Published Oct 13, 2004
I have to do a powerpoint presentation for a class that I am taking. My subject is Retention/Recruitment through orientation and I would like some feedback from you.
What makes you stay in a job, what makes you leave, what can an employer do to make your job better, do you think that orientation to a new job has an impact on retention?
I know this is lots of questions, but I wanted to throw them out so that you would know what I was looking for. Of course add anything that you would like.
Thanks in advance for your input
Town & Country
I would answer you but I think most of the things that make nurses stay or go happen AFTER the orientation period.
Exactly, retention means a hellalot more to us OLD employees than to new orientees, who often were "romanced" with sign-on bonuses to get them to work certain places. SO LITTLE is given to retention, most goes to recruitment.
Orientation needs to be individualized to the needs of the person.
There is much that is required and standard in the orientation
process, such as safety, OSHA, etc.
The nursing parts should be what is appropriate for the person
and not just a bunch of canned stuff everyone gets...that is a waste
of time and boring for the nurse.
There needs to be flexibility as to the time needed for mentoring
on the specific unit...some need a lot of time and some need
to be allowed to function on their own sooner.
Let the person being oriented have a voice in the length/contents
of their orientation.
THe hospital that I am currently working at offers $8000 total
also as recruitment/retention bonus. Choice is either use the money
for education or take $1000 on starting the job and then again each 6 months
as retention bonus until the total of $8000 is reached.
llg, PhD, RN
I have to do a powerpoint presentation for a class that I am taking. My subject is Retention/Recruitment through orientation and I would like some feedback from you.What makes you stay in a job, what makes you leave, what can an employer do to make your job better, do you think that orientation to a new job has an impact on retention?
I would emphasize the role that a good orientation can play in preparing a new employee for the realities of the workplace -- solving problems, working within the system, negotiating with colleagues, etc. If an orientation only deals with the "ideal world" and/or with physiology, technical skills, etc. the employee finishes orientation without the full set of "employee skills" needed for success on the job and career satisfaction.
I would also include the need to collect and analyze the data related to turnover patterns in your particular institution. That's one of the things I do for a living -- or at least am trying to do. Do you (or any particular hospital or unit) have significant turnover in the first year or two? Better selection of new employees and/or better orientation might help reduce that type of turnover.
However, if most of the turnover occurs among more experienced staff, you have to look for other causes for the turnover -- and other interventions to reduce it. Too often, we jump in with interventions that are "hot topics" or trendy in the literature without really stopping to analyze the problem first. We end up wasting a lot of time, money, and effort on "solutions" that don't solve the real problem.
Good luck.

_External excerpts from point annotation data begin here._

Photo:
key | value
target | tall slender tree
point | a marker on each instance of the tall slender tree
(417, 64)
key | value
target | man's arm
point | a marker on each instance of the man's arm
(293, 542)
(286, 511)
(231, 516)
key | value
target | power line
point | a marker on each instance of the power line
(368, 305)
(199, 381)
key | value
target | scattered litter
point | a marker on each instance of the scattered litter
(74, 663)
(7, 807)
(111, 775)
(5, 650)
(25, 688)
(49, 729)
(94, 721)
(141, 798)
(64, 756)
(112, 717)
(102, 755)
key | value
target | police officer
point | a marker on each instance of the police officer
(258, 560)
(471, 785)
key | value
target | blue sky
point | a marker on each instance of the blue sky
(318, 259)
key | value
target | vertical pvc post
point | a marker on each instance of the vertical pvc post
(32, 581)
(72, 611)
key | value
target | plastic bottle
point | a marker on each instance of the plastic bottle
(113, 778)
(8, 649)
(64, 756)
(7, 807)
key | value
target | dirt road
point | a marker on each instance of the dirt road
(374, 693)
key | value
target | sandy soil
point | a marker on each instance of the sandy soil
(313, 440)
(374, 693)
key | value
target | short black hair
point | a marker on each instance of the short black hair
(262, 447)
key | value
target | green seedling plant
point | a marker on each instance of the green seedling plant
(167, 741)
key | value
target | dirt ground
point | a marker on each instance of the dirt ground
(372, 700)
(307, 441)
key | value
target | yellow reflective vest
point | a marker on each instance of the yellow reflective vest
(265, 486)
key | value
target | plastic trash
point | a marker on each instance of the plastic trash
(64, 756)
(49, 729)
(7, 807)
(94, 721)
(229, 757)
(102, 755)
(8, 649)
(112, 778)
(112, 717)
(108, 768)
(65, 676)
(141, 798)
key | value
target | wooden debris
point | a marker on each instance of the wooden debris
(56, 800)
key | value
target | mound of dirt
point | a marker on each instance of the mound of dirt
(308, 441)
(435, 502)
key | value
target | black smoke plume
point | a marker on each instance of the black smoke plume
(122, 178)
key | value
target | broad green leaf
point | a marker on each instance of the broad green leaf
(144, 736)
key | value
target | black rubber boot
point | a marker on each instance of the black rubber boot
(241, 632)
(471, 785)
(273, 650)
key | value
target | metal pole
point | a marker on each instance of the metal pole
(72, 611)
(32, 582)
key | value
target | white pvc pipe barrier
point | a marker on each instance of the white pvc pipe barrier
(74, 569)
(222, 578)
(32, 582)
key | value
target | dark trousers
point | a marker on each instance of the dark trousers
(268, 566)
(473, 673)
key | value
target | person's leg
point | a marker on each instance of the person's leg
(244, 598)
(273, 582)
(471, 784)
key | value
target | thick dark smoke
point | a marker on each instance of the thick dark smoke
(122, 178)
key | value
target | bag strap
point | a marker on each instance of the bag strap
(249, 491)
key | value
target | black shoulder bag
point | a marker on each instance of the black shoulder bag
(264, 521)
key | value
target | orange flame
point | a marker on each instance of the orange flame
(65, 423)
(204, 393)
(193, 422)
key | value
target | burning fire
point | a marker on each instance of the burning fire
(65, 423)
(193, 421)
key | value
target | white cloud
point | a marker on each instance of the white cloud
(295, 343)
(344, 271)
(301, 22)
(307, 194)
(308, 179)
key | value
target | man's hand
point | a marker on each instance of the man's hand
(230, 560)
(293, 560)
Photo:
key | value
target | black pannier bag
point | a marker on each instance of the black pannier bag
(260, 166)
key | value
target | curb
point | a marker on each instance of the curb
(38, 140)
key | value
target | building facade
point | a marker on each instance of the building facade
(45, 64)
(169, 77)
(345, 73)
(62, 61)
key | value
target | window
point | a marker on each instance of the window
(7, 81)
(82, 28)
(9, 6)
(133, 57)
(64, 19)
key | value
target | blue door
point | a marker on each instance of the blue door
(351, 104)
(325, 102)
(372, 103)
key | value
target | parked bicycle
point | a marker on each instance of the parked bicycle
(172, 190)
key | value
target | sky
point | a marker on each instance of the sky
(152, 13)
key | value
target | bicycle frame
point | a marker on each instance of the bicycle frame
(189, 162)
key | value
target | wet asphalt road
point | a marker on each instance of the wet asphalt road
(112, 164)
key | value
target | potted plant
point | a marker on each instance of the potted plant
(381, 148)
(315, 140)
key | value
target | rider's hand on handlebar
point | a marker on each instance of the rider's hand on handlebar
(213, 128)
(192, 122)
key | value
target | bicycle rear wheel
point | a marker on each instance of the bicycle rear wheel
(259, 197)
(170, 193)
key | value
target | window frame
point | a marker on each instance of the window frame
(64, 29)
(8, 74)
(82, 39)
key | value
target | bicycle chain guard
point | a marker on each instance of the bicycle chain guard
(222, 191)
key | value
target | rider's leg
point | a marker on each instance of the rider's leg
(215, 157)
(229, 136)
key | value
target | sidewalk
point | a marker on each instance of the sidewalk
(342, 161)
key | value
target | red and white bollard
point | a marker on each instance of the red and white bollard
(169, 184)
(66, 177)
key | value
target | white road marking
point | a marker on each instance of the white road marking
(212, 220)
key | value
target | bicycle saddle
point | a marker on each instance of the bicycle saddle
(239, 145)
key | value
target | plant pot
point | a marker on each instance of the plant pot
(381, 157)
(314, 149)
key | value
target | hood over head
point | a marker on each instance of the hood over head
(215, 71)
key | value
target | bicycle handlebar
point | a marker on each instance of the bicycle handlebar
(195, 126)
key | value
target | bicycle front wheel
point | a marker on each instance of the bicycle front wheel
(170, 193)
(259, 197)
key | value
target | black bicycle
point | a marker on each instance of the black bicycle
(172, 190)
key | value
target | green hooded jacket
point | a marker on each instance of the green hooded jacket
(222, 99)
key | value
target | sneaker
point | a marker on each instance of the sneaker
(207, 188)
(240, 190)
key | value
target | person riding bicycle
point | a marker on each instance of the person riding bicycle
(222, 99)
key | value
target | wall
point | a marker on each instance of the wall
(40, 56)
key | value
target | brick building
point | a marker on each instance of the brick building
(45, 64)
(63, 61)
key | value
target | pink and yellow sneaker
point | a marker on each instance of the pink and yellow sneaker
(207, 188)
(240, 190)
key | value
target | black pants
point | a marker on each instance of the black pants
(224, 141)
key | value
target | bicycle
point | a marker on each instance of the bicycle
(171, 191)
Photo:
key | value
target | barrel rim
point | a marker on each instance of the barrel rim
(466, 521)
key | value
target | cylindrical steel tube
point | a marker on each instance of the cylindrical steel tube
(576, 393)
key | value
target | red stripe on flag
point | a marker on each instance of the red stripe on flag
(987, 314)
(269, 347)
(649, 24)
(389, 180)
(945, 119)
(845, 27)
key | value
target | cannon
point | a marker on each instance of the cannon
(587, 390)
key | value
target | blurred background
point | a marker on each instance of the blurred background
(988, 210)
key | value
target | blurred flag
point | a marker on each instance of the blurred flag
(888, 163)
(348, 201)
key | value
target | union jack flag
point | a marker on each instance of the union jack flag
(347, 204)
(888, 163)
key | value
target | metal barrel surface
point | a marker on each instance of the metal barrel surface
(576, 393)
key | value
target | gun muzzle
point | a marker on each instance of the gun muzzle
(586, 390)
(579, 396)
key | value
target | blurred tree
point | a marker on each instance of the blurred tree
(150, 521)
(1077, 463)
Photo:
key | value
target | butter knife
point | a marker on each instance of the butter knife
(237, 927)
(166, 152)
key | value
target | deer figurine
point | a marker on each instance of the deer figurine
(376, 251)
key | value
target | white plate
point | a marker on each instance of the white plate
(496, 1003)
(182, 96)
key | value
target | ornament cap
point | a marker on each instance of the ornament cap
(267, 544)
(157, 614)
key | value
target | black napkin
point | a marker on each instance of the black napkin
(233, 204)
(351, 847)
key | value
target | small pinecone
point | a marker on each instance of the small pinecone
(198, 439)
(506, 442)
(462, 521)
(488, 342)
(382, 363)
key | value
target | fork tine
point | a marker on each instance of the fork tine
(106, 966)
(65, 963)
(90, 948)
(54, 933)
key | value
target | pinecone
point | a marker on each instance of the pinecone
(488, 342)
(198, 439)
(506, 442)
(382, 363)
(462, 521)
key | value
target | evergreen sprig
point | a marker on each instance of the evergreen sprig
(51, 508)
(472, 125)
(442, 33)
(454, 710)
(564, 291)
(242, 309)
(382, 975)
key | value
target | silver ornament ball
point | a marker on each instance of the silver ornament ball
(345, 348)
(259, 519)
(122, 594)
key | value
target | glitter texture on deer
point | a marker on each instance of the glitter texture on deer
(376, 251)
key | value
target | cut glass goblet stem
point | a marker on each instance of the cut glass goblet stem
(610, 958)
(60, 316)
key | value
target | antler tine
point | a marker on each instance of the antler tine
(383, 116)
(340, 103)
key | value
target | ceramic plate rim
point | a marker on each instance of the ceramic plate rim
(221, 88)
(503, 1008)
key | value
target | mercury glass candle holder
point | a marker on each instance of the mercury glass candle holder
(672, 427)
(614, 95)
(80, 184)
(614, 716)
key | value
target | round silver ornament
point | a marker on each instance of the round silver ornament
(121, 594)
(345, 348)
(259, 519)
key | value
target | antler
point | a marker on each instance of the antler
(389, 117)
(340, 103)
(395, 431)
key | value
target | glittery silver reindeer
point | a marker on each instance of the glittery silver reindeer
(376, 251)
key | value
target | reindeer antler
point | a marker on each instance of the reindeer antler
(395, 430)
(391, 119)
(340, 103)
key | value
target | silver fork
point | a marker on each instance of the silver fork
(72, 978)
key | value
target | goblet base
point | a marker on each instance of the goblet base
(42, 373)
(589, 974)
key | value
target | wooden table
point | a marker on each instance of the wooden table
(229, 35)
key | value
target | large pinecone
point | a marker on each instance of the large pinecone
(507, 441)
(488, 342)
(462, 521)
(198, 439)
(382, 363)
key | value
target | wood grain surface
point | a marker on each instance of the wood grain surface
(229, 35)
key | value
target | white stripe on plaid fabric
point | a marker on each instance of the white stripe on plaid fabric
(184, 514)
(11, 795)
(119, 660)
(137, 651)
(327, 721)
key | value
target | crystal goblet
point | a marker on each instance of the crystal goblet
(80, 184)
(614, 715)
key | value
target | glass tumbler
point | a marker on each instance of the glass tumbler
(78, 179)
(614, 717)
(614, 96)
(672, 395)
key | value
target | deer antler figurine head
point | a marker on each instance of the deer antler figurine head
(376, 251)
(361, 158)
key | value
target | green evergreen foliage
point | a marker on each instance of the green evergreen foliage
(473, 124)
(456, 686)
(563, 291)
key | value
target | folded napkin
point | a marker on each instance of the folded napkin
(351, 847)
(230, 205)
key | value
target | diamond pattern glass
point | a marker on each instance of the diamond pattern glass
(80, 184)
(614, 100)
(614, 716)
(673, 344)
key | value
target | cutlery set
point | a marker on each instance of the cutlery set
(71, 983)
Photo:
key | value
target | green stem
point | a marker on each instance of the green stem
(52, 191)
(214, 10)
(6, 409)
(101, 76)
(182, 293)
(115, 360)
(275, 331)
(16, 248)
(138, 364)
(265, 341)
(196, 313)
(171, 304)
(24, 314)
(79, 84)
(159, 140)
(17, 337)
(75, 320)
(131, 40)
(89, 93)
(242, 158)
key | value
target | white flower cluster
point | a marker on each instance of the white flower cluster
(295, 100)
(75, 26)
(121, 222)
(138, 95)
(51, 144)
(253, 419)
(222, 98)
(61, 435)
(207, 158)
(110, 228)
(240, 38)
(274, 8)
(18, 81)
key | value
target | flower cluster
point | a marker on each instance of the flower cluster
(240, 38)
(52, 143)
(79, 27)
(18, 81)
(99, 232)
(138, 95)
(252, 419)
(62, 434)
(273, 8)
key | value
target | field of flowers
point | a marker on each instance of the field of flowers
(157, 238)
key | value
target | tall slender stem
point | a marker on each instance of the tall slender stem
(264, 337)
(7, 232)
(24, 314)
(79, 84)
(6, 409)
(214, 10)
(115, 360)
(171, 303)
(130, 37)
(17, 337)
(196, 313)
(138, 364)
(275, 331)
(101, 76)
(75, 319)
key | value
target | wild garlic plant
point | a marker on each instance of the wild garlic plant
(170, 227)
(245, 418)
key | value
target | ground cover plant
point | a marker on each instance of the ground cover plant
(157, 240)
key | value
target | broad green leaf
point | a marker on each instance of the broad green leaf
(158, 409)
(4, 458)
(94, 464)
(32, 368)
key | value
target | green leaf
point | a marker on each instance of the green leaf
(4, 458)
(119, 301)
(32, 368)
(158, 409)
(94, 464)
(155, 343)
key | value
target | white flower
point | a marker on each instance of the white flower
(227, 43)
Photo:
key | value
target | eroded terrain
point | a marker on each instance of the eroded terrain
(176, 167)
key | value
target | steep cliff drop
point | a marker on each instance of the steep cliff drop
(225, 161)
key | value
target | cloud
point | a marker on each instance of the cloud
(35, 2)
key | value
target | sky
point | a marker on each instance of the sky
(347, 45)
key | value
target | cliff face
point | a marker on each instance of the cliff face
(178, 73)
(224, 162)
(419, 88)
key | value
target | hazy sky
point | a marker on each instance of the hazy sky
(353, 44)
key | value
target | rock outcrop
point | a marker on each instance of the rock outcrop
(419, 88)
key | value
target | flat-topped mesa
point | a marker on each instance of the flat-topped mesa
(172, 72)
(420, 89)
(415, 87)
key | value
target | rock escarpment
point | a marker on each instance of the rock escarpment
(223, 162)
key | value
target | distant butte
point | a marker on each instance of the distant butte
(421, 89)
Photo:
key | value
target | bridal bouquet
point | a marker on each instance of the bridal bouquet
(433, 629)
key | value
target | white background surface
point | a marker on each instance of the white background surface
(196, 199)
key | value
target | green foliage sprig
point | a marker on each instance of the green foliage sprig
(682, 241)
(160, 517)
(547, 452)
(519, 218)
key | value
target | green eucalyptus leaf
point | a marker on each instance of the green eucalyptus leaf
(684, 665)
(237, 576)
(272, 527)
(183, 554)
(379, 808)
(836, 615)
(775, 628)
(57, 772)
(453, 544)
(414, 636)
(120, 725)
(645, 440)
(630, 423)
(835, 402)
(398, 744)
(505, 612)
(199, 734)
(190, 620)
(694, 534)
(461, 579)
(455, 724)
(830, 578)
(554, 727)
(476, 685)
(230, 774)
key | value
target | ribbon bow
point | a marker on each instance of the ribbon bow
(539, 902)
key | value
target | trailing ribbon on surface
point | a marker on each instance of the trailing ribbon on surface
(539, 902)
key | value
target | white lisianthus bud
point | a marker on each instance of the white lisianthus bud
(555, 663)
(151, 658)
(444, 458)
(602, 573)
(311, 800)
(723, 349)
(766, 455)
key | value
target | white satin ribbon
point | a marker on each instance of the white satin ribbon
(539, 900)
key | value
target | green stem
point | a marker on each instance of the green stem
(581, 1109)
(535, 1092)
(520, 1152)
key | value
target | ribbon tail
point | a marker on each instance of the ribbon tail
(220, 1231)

I think it is a great topic for a student paper, presentation, or research project.
Orientation is important if it is directed towards your position on the floor. We do 3 days of history and tradition of our system. By the time we get the nurses, they are brain dead and ready to quit.
Most orienttes want to be assured they will not be thrown to the wolves and that the real orientation is to their unit, to their job and will not be completed until they are comfortable with the processes on that particular floor.
CardioTrans, BSN, RN
Thanks for all the replies. I am all too familiar with the lack of retention initiatives to us "old" nurses. I have been a nurse for 15 yrs and see it all to often with the "romancing" for new employees.
Im am curious though as to what you all think would be good ways to retain nurses. I went to a meeting today at work and found out that my particular company spent almost 300K last yr in recruitment initiatives. My thought was why not spend some of that money on the current employees. I know that money isnt everything when it comes to job satisfaction, but it never hurts at least every now and then.
Keep sending the ideas. And again thanks for all the replies.
JacelRN, BSN, RN
Here are a few things that have helped me decide to stay in the hospital chain I am currently working, and the reason I will never go back to the hospital I worked for during nursing school (it lacks all I list).
I agree with the other posters regarding orientation, it is highly individualized and can change from day to day, and also I believe you learn the most AFTER orientation.
I plan to stay in my current hospital setting because:
-It allows for growth and is able to support it by having many different areas to transfer to (as I have already done.)
-It gives nice bonuses to remind us how in need and in demand nurses are (some are open to experienced nurses as well as new grads.)
-Management tends to work for the individual, not in every way it should but when it really counts.
-Benefits and pay raises are slow but at least steady and worthwhile.
I hope these help and they're not too late.